Pope Francis set the canonization date Tuesday, paving the way for the nun who cared for the poorest of the poor to become the centerpiece of his yearlong focus on the Catholic Church's merciful side.
The announcement was expected after Francis in December approved a second miracle attributed to Mother Teresa's intercession the final hurdle to make her a saint. The actual date falls on the eve of the 19th anniversary of her death.
The ceremony will draw tens of thousands to honor the tiny, stooped nun who was fast-tracked for sainthood just a year after she died in 1997. St. John Paul II, who was Mother Teresa's greatest champion, beatified her before a crowd of 300,000 in St. Peter's Square in 2003.
Born Agnes Gonxha Bojaxhiu on Aug. 26, 1910, in Skopje, Macedonia, Mother Teresa joined the Loreto order of nuns in 1928. In 1946, while traveling by train from Calcutta to Darjeeling, she was inspired to found the Missionaries of Charity order.
The order was established four years later and has since opened more than 130 houses worldwide to provide comfort and care for the needy, dying, sick and "poorest of the poor."
Mother Teresa won the Nobel Peace Prize in 1979 for her work with Calcutta's destitute and ill work which continued even after she herself became sick. She died on Sept. 5, 1997, at age 87. At the time, her Missionaries of Charity order had nearly 4,000 nuns and ran roughly 600 orphanages, soup kitchens, homeless shelters and clinics.
"She built an empire of charity," said the Rev. Bernardo Cervellera, editor of the Vatican-affiliated missionary news agency AsiaNews. "She didn't have a plan to conquer the world. Her idea was to be obedient to God."
For the Catholic Church, saints are model Christians who, after death, live in paradise and can make miracles happen by summoning God's intervention when prayers are addressed to them.
The process for Catholic canonization - the technical term for recognized sainthood - starts with a local bishop acknowledging that a candidate enjoys a mass following and is worthy of being proposed as a saint.
Usually this cannot happen until five years after a would-be saint's death, but there are exceptions, such as in the case of Mother Teresa of Calcutta: she passed away in 1997, and the process got underway in 1999.
Candidates are then given the "Servant of God" title and their cause is passed on to the Vatican. If their "heroic virtues" are recognized by experts, cardinals and the pope, they are promoted to the rank of "Venerable."

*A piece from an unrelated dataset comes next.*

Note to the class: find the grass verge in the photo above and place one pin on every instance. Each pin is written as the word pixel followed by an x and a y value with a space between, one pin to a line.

Beatification, giving right to the "Blessed" title, follows. Elevation to that rank normally requires the attribution of a miracle, typically the healing of a sick person that cannot be explained medically.
Sainthood is usually on the cards if a candidate is recognized as having brought about a second miracle.
The entire process can take decades or centuries, but popes can speed up cases as they see fit, and waive normal requirements. Martyrs - people killed for their faith - are usually spared at least one miracle recognition.
There is no overall count of recognized saints in the Catholic Church. Before 1588, when formal canonization rules were introduced, saints were usually declared by popular acclamation. The title was given to almost all early Christian martyrs.
Canonizations have become far more common in modern times.
From 1978 to 2005, John Paul II recognized 482 saints, as opposed to 296 canonizations in the previous four centuries. The pace has intensified under Francis: since his 2013 election, 838 more saints have been declared, including John Paul II.